2. Le Site Represente

Le Parc devient Souvenir des bords de l’Oise

Le titre Le Parc est trompeur et inexact. Le Parc évoque le bois de Boulogne, où Berthe Morisot a peint de nombreux sujets durant sa carrière. Il n’y a aucune trace de cette peinture dans le Catalogue raisonné (voir La bibliographie et les experts), ni au musée d’Orsay, que ce soit au centre de documentation ou à la bibliothèque de recherche. De plus, ce tableau ne correspond ni par son style, ni par ses dimensions aux nombreuses œuvres qui ont fait la célébrité de Berthe Morisot, et il n’offre pas la moindre similitude avec ses vues du bois de Boulogne.

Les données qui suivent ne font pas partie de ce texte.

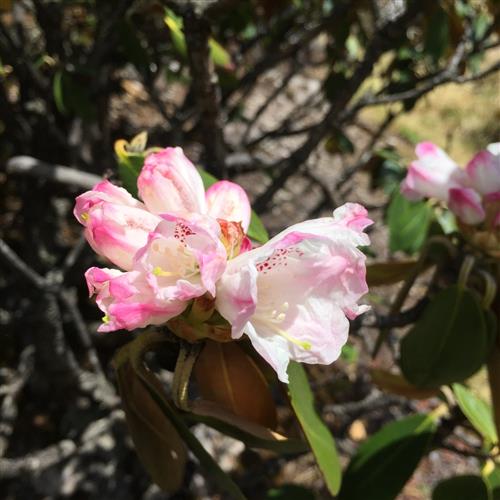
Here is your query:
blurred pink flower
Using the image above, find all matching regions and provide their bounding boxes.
[401,141,500,228]
[400,142,466,202]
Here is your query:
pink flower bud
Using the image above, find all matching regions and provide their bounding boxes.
[205,180,252,232]
[137,147,206,215]
[83,202,161,270]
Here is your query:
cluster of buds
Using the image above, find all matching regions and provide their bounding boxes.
[75,147,371,382]
[401,142,500,257]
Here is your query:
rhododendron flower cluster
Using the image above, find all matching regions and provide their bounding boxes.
[401,142,500,228]
[75,147,371,382]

Cependant, c’est à l’occasion d’une visite de recherche au musée d’Orsay que notre attention s’est portée sur une vue de bord de rivière (mise en comparaison avec une vue de bord de lac au bois de Boulogne).

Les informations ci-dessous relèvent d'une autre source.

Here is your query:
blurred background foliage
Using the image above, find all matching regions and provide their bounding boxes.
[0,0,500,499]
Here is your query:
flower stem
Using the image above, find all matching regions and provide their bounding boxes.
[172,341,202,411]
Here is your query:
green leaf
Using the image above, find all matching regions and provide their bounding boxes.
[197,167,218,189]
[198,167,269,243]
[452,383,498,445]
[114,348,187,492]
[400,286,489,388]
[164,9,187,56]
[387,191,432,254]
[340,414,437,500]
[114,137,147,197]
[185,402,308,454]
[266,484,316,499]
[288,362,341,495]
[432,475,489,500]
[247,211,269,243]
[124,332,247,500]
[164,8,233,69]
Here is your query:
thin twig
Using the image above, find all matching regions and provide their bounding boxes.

De nombreux éléments l’attestent, Berthe Morisot a peint au début de sa carrière des paysages de bord de rivière en petits formats, sur les berges de l’Oise, au Chou. Ces toiles montrent une rivière orientée vers le Nord et décrivant au loin une courbe vers l’Est (ces orientations étant déduites de la position à l’Ouest du soleil couchant). Au premier plan, un hangar à bateaux apparaît sur la gauche, tandis que des maisons au toit rouge occupent le centre. La rivière décrit une courbe vers l’Est après un champ où l’on voit des traces de fumée (et de feu). Une observation rapprochée de la toile, au centre, à droite, révèle une double ligne horizontale de couleur brune. Il s’agit d’un pont de chemin de fer en bois et fer forgé situé sur la ligne Paris – Auvers. Cette liaison ferroviaire, construite en 1846 (archives SNCF), a été à l’origine du développement du tourisme, faisant de la région Pontoise – Auvers une destination de prédilection pour la bourgeoisie et les artistes parisiens, qui disposaient désormais d’un accès pratique à la campagne proche de Paris. Le pont a été remplacé en 1891-1892 par un ouvrage d’art en acier. Quoi qu’il en soit, la fumée et les flammes qui figurent au premier plan à droite, au centre de la toile, proviennent probablement d’une locomotive.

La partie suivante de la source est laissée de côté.